Model Training

Data 311 Final Project

Alyssa, Bryan, and Vivian

Data Cleaning & Processing

Our cleaning and processing steps are explained in our Exploratory notebook, linked here.

Model Selection

We decided to compare 12 different regression models using our predetermined evaluation metrics to determine which model we should use to run our testing data on.

In order to effectively do this, we upgraded the find_train() function we made in our Exploratory notebook. It now takes in a "zoo" of different regression models that it trains on X and y, and outputs our evaluation metrics (R2, MAE, RMSE) for each model, formatted into a DataFrame. We used a StandardScaler() on our data to center it.

Our zoo includes our baseline model (which predicts the mean), and a variety of regression models that we hypertuned for optimal scores. We added hyperparameters to the models which seemed the most promising to improve their scores.

We made a second evaluation environment that performs polynomial feature expansion on X and computes the same evaluation metrics in a DataFrame. This will allow us to compare polynomial feature expansion between each model and between the original scores of each model.

The function make_table() returns a DataFrame with each model in the zoo and its evaluation metrics on both training and validation sets.

Initial scores

This table shows the initial scores of all our models.

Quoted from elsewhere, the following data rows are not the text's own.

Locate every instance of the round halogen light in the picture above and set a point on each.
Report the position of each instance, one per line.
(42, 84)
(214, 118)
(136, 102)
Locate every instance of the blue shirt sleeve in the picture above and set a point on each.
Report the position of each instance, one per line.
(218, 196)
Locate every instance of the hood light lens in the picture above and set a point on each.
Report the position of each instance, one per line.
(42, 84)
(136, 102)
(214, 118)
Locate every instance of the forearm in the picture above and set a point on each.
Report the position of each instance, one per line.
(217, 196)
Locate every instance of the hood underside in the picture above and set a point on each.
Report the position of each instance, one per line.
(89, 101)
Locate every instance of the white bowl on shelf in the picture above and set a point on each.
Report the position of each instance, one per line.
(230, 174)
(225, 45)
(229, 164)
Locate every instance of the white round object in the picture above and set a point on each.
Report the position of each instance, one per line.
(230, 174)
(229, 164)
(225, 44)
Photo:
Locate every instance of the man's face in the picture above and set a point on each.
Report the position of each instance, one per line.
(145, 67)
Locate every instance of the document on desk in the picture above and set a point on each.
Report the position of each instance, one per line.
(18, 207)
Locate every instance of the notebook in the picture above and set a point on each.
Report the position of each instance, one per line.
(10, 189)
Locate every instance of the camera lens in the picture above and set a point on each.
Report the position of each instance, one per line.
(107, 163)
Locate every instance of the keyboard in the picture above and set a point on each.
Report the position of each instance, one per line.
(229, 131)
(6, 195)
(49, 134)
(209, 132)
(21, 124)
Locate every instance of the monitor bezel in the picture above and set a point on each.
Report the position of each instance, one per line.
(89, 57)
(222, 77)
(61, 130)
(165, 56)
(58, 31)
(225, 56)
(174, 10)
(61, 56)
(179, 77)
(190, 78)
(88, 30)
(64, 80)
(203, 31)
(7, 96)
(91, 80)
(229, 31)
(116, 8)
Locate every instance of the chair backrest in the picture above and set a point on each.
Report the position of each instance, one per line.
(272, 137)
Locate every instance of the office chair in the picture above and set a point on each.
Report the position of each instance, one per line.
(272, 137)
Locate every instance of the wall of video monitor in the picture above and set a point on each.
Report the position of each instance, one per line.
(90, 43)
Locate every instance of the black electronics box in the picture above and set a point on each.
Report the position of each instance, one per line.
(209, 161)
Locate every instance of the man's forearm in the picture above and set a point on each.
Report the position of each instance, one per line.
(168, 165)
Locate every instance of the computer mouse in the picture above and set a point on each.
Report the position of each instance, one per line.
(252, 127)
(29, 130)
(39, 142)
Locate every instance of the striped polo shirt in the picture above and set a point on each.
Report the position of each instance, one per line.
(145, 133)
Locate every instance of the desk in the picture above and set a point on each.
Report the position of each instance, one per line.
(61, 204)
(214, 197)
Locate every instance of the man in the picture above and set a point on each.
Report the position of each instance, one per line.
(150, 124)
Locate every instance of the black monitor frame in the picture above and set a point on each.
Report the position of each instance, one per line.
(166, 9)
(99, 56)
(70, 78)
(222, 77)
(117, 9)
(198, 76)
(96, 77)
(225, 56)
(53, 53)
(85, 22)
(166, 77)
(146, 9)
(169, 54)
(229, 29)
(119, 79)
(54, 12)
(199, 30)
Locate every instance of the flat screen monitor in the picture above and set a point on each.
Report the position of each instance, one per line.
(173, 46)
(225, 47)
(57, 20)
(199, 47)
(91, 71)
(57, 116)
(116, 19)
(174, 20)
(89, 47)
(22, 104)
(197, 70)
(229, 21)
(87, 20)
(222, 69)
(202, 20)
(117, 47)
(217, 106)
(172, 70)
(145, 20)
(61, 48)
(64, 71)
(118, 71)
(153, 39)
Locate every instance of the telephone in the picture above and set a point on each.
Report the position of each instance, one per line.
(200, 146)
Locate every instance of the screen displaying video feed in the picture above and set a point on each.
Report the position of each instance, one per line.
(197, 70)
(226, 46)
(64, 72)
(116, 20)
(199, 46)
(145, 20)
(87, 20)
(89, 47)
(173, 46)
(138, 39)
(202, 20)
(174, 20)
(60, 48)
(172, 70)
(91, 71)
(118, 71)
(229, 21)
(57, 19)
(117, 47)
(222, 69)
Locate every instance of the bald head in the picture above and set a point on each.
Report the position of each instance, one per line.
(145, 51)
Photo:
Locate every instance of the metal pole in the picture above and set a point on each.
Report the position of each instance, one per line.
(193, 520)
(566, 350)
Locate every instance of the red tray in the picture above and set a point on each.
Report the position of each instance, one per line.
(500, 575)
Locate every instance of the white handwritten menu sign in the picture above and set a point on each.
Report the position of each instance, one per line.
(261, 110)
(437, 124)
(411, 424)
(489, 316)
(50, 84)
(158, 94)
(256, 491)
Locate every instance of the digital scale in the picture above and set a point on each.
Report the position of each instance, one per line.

This shows the top model being SVR with a R2 train score of 0.5618 and a validation score of 0.4936. We decided the top model based on the highest R2 score with a lowest difference between R2 training and validation. To make model selection easier we displayed the numbers and top model beneath the table.

Top model: SVR 0.5618 0.4936

Polynomial feature expansion

We tested the same data from above in our polynomial function and found that when we apply polynomial feature expansion, BR is the best model.

Top model: BR 0.5094 0.4810

This model has a smaller gap between the training and validation scores, which we liked. However, the SVR scores were both higher.

Top 10 cols

Next, based on the regression coefficient and PCA analysis from our Exploratory notebook, we decided to only train the model on the ten columns with the strongest relationships with precipitation amount. We ran this through our first evaluation environment.

Best model: SVR 0.5192 0.4879

This SVR model has higher scores than BR, and a smaller gap than the initial SVR model. This confirms that dropping the rest of the columns positively impacts our model.

Polynomial & top 10 cols

Next, we combined both of these strategies and ran our top ten columns through our poly fit environment. This shows us that the highest model is Linear Regression, which we ended up using as our final model.

Best model: LR 0.5416, 0.5158

This model has higher scores than the polynomial SVR and a smaller gap than our initial model. Even though the initial model scored higher on the training set(0.5618), it scored lower on the validation set (0.4936) and we opted to use this Linear Regression model due to the smaller gap between the scores to avoid potential overfitting.

Our next step was to create our linear regression model with polynomial feature expansion and dropped columns.

We created graphs of our linear regression model for our training and validation sets. Overall, our model performed the best on the training set.

Testing our Model

Our next step was to run our model on both of our testing sets.

On our first testing set, our R2 score was 0.504, with a root mean squared error of 0.172. Compared to our validation set, it scored slightly worse, but had a smaller RMSE.

Below is a scatterplot of how our model performed on the first testing set.

Next, we ran our model on our testing set of 2021 data, which was a year our model had never seen before.

This time, our model had an R2 score of 0.435, and an RMSE of 0.176. It had a much smaller score than any of our other sets, but its RMSE was pretty similar to the first testing set.